The new models would be built on its current manufacturing lines and use “aspects” of its current platform and a next-generation platform. It cautioned that this plan may “result in achieving less cost reduction than previously expected.”
It also mentioned a “purpose-built robotaxi product” that it planned to build with a “revolutionary” manufacturing process, without offering a timeline for its release. The April 5 Reuters story reported that Tesla planned to continue developing a self-driving robotaxi on the same platform it had been developing for Model 2.
The automaker said its plan for new models would let it better control capital expenditures during “uncertain times.”
Musk declined to answer a question about whether the new vehicles would be all-new models, or just slight tweaks to existing vehicles. “I think we’ve said all we will on that front,” he said.
One observer took Tesla’s comments on new models as a confirmation that it had halted plans for the Model 2.
“It seems clear that the new vehicle platform has indeed been shelved for now,” said Sam Abuelsamid, an analyst at Guidehouse Insights. “The next gen vehicle was supposed to use fundamentally different production processes from current models. With no desire to spend billions on new production facilities or retool existing factories, it seems like we will see Tesla continue to build the current products.”
Musk did want to talk about how he envisioned the company’s autonomous future, saying its self-driving vehicle fleet will be “like a combination of Airbnb and Uber.” Some vehicles will be owned and operated by Tesla, others will be vehicles owned by individuals but rented out on Tesla’s network.
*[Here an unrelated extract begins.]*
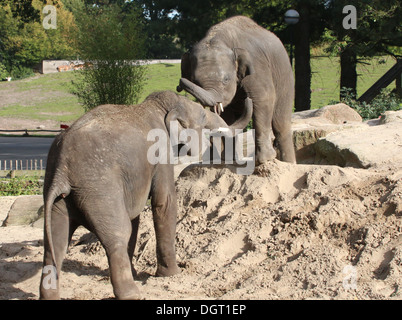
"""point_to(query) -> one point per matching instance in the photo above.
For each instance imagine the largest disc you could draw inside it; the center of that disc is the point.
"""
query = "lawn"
(48, 96)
The comments echoed a presentation from Musk in 2019, during which he detailed a “robotaxi network” he said would be operating by 2020. Musk has promised that self-driving Teslas would arrive soon for about a decade.
Tesla’s plan for more affordable cars pleased investors despite its weak quarterly results after the bell. But some remained skeptical.
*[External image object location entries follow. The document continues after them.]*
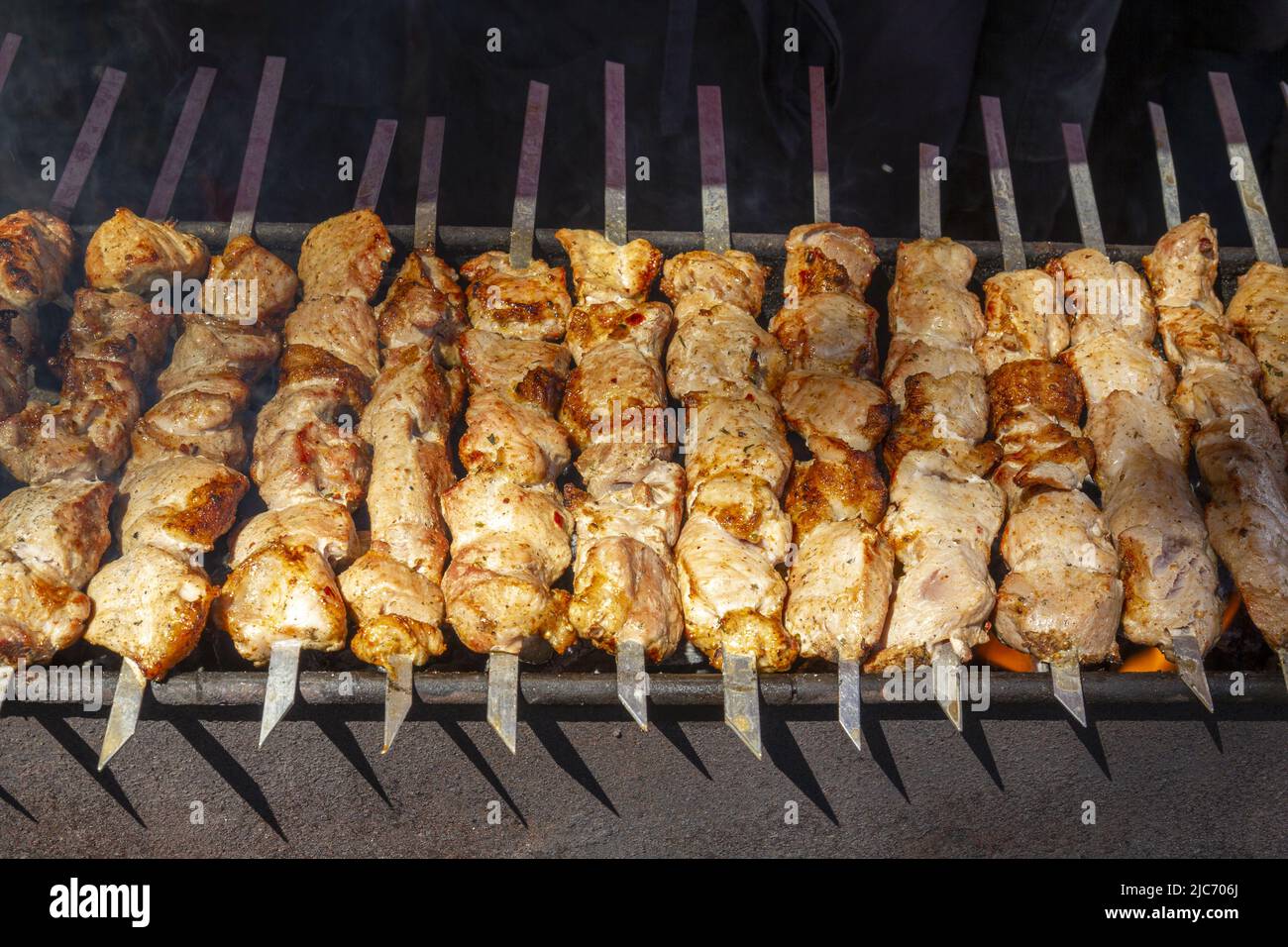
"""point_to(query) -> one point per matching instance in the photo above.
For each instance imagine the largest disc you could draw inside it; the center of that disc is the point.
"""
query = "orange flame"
(1146, 660)
(1232, 608)
(999, 655)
“Sounds promising, but Tesla is becoming more of a show me stock based on how many delays we’ve seen in previous roll outs. If they can deliver, then this is a great development,” said Jay Woods, chief global strategist at Freedom Capital Markets.
Tesla’s decision to tap the brakes on new capacity mirrors similar decisions at General Motors and Ford Motor in response to slowing growth in EV demand in the United States and intensifying competition from Chinese EV makers in the world’s largest auto market.
“Global EV sales continue to be under pressure as many carmakers prioritize hybrids over EVs,” Tesla warned.
The recovery in Tesla’s stock in extended trading on Tuesday added nearly $40 billion to its market capitalization and helped reverse a plunge of over 40% so far in 2024.
Tesla’s quarterly revenue fell for the first time since 2020, when the COVID-19 pandemic hampered production and deliveries.
The company on Tuesday reported revenue of $21.3 billion for the three months ended March, compared with $23.33 billion a year earlier. Analysts on average had estimated $22.15 billion, according to LSEG data.
Tesla’s average revenue per vehicle delivered in the quarter fell by nearly 5% from a year ago to $44,926 a vehicle, reflecting the impact of repeated price cuts.
Net profit in the first quarter stood at $1.13 billion, compared with $2.51 billion, a year earlier.